Super Typhoon Haiyan smashed into coastal communities on the central island of Samar, about 600km southeast of Manila, before dawn on Friday with maximum sustained winds of about 315km/hr.

"It was frightening. The wind was so strong; it was so loud, like a screaming woman. I could see trees being toppled down," said Liwayway Sabuco, a saleswoman from Catbalogan, a major city on Samar.

The government said three people had been confirmed killed and another man was missing after he fell off a gangplank in the central port of Cebu.

But the death toll was expected to rise, with authorities unable to immediately contact the worst affected areas and Haiyan only expected to leave the Philippines in the evening.

Haiyan generated wind gusts of 379km/h on Friday morning, according to the US Navy's Joint Typhoon Warning Centre.

Masters said the previous record for the strongest typhoon to make landfall was Hurricane Camille, which hit Mississippi in the United States with sustained winds of 190km/h in 1969.

In Tacloban, a city of more than 200 000 people close to where Haiyan made landfall, corrugated iron sheets were ripped off roofs and floated with the wind before crashing into buildings, according to video footage taken by a resident.

Flash floods also turned Tacloban's streets into rivers, while a photo from an ABS-CBN television reporter showed six bamboo houses washed away along a beach more than 200km to the south.

Preparing for disaster

Authorities expressed initial confidence that the death toll from Haiyan would not climb dramatically, citing a massive effort starting two days before the typhoon hit to evacuate those in vulnerable areas.

More than 718 000 people had sought shelter in evacuation centres, 3 000 ferries had been locked down at ports and hundreds of flights were cancelled, according to the national disaster management council's spokesperson, Reynaldo Balido.

"In terms of damage, we cannot avoid that but the silver lining here is that the casualties are only three as of now," he said in Manila.

"It is possible that this will increase, but we don't think it will increase that much more unlike in previous typhoons.
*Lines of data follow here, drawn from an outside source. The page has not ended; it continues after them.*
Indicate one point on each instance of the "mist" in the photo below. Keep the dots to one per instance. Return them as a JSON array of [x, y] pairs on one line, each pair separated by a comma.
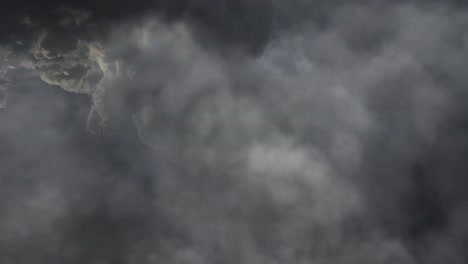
[[233, 132]]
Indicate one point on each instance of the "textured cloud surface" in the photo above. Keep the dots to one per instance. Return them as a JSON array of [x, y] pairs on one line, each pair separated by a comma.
[[233, 132]]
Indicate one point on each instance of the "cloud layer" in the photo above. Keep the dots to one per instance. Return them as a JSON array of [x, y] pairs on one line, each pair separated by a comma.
[[233, 132]]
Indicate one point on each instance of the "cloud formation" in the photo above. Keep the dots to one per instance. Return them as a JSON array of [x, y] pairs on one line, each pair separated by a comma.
[[234, 132]]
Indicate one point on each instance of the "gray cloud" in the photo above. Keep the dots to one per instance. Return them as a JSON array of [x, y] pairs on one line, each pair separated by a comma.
[[336, 136]]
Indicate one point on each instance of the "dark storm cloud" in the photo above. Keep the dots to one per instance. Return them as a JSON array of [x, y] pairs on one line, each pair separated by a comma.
[[235, 132]]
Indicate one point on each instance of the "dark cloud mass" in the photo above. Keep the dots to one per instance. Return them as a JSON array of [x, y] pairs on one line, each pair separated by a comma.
[[222, 131]]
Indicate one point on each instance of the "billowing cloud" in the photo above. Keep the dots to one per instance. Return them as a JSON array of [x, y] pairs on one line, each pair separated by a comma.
[[234, 131]]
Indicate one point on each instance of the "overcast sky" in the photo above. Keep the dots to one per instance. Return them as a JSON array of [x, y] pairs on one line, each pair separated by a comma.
[[233, 131]]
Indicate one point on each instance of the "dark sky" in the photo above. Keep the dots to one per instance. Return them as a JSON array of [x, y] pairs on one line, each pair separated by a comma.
[[222, 131]]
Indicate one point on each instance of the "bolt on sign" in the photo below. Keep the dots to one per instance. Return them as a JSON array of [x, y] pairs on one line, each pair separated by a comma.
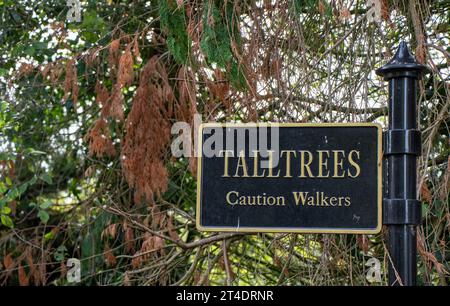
[[306, 178]]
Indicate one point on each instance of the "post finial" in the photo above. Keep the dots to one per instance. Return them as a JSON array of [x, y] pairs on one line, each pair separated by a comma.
[[402, 64]]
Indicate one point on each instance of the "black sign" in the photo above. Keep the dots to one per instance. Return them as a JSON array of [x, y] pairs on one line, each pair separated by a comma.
[[311, 178]]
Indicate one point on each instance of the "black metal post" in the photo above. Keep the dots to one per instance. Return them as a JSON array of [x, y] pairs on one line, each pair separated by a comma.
[[402, 145]]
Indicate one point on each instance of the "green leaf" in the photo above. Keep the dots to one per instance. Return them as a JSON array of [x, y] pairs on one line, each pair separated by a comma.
[[5, 210], [7, 221], [47, 178], [46, 204], [43, 215]]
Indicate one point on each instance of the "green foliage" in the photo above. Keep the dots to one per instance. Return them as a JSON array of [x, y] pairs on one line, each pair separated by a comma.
[[173, 23], [220, 31]]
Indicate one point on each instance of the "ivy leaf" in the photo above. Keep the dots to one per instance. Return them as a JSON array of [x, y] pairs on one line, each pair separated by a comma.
[[45, 205], [47, 178], [7, 221], [5, 210], [43, 215]]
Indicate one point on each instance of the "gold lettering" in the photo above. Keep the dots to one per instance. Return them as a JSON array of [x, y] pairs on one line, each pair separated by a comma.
[[288, 161], [354, 164], [271, 165], [323, 163], [304, 165], [256, 165], [228, 197], [241, 164], [338, 163], [225, 166]]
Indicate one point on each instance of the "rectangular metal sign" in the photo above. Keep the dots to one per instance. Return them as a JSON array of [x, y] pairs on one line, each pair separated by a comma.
[[306, 178]]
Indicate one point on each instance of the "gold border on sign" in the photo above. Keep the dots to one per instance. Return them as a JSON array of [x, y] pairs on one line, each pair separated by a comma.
[[290, 229]]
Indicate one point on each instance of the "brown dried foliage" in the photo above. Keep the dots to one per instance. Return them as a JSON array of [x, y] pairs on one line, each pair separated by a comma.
[[148, 133]]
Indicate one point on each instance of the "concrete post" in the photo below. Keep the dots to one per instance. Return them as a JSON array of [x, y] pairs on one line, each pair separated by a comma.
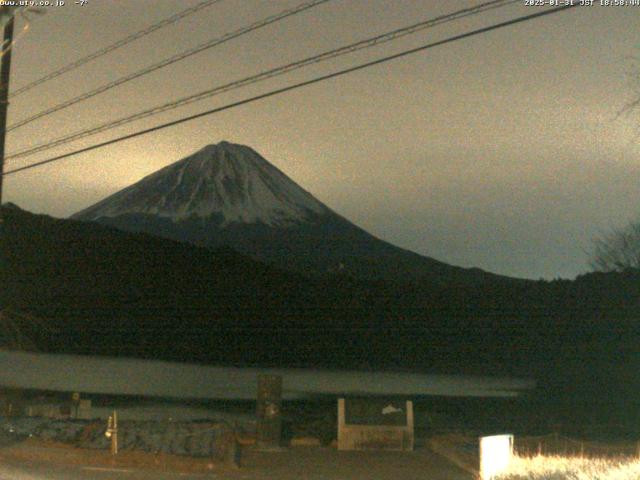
[[269, 411]]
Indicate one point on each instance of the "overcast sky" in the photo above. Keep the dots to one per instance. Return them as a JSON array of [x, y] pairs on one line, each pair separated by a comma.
[[504, 151]]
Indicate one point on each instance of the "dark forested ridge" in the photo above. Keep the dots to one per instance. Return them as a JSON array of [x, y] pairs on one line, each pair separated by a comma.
[[109, 292]]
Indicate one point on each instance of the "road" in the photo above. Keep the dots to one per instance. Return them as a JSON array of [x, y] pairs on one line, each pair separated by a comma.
[[27, 462]]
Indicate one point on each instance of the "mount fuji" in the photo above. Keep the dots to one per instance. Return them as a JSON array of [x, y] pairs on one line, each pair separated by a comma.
[[227, 195]]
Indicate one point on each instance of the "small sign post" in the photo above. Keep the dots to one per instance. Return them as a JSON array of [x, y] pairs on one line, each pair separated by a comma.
[[112, 432], [269, 411]]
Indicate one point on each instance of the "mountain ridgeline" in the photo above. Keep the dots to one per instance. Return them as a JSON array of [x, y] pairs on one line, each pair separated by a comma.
[[229, 195]]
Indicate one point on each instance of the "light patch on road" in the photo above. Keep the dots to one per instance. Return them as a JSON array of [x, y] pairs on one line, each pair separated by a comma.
[[105, 469]]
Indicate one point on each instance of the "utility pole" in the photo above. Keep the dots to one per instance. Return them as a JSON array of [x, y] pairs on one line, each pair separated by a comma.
[[6, 15]]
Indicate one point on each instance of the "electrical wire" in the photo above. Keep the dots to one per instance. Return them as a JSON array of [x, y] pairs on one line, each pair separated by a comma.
[[114, 46], [296, 86], [274, 72], [169, 61]]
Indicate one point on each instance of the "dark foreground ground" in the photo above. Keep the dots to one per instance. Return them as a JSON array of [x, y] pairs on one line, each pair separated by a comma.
[[32, 461]]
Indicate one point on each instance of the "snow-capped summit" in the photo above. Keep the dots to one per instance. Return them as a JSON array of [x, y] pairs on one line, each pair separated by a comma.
[[231, 182], [227, 195]]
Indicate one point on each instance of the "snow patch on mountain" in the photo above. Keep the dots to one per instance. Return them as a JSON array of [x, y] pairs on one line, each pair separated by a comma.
[[229, 180]]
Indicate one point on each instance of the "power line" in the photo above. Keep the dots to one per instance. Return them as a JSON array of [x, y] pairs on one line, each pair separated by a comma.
[[296, 86], [363, 44], [169, 61], [120, 43]]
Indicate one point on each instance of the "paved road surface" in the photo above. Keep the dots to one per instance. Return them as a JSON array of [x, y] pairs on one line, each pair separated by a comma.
[[301, 463]]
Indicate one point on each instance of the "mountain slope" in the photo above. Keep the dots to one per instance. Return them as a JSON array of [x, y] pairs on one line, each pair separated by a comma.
[[228, 195]]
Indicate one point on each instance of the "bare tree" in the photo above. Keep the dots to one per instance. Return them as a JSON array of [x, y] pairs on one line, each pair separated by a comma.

The people have learnt their lesson."

Another reason for optimism was that Haiyan did not bring extreme rains, which is typically the major cause of deaths for typhoons in the Philippines.

Nevertheless, Balido said disaster officials had yet to make contact with many cities and towns that were believed to have been badly damaged, and it was impossible to get a clear picture of the damage on Friday evening.

Haiyan is expected to exit the Philippines after 21:00 and into South China Sea, tracking towards Vietnam and Laos.